Anyhoo, with a bit of background research and a slight price drop I was able to nip into a shop and emerge with a Ricoh Theta S. It's a camera, but it does something that no other camera I've seen can do. It takes a full 360 panoramic picture in one shot. It is fitted with two wide angle lenses which are back to back. Each of them gives a 190 degree field of view, which means that there is enough overlap for two images to be stitched together to form the panorama. 

This is what a raw image looks like. The horrible pink bit along the bottom is my thumb and hand. It seems that things automatically know what to do with these images; when I uploaded one to Flickr it automatically uses a panoramic viewer when the image is opened. There's also a viewer you can use for your PC (which seems to produce higher quality images than the browser based ones) and an app for your phone (iPhone or Android) that you can use via WiFi to configure the camera, take pictures and download and view the shots. You can even display them as two images that you can pan around, which is perfect for Google Cardboard or the Samsung VR headset.

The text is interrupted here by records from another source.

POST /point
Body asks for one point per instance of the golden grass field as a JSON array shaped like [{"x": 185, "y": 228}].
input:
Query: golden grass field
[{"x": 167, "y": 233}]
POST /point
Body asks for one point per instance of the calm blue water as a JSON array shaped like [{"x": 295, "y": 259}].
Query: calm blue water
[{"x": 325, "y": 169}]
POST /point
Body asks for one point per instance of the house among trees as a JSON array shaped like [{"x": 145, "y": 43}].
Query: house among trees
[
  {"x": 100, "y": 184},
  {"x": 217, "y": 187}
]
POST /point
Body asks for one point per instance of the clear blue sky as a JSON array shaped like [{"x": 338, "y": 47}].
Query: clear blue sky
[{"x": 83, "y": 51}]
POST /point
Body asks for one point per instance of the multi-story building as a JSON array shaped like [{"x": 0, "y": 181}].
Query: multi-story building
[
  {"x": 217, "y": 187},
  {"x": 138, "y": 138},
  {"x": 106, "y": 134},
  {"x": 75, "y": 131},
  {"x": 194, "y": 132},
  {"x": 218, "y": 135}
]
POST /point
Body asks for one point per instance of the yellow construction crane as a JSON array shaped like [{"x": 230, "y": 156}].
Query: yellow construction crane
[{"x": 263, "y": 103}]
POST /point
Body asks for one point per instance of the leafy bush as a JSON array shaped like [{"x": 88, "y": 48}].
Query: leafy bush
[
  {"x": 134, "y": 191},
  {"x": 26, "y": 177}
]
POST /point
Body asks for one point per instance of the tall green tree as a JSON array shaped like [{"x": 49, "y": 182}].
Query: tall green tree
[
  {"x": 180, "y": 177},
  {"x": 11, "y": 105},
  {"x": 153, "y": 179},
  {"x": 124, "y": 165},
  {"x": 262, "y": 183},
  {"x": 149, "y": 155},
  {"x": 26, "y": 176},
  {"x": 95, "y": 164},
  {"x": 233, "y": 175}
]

As far as image quality is concerned it is not great shakes. I think a good phone camera could probably out-perform it. However, you can set the ISO value (lower is better) and it has some HDR settings that improve things a bit. The images are fairly sharp, particularly close up, but I don't think the lenses have any form of aperture control and the shutters are electronic. 

However, for me the thing is not the absolute quality, but the fact that it can do this wonderful thing at all. I've had great fun playing with it. The pictures you get really give you a feeling of being there like no single image can. You can take video (although the quality is not that great) and you can also attach the camera to your PC and live stream 360 degree video.  You can send your images up to Google Streetview to add detail to places on the map. There's even an api that you can use to control the camera from your own software, and Ricoh seem pretty active with firmware upgrades and new software features. There are even some "professional" (i.e. expensive) things for sale in the App Store which take bracketed exposures and use them to create game environments.

There one hardware issue with the device itself that you need to be aware of though. The two lenses at the top stick out in a way that invites trouble. It's pretty much impossible to put the device down on a table without it being open to expensive damage. I've 3D printed a cover for the top which helps a bit, and I'll try to create a proper case of some kind.  The device itself is pleasingly chunky and very well made apart from that though. It has 8Gb of storage built in, enough for more than a thousand pictures or 25 minutes or so of video. Using it makes you feel a bit of an idiot though (or at least it did me). I ended up holding it on my head, which made me look very strange.

But I think when people see what this can do they'll want one. I also think that it would be a perfect feature to add on to a phone, if you could find a way of getting the field of view without the protruding lenses. It makes every picture into a selfie; but not in a particularly bad way. I know that whenever I go anywhere from now on I'll take this with me and get shots that I could not get any other way. Well worth a look if you want to see what everyone will be using in a couple of years.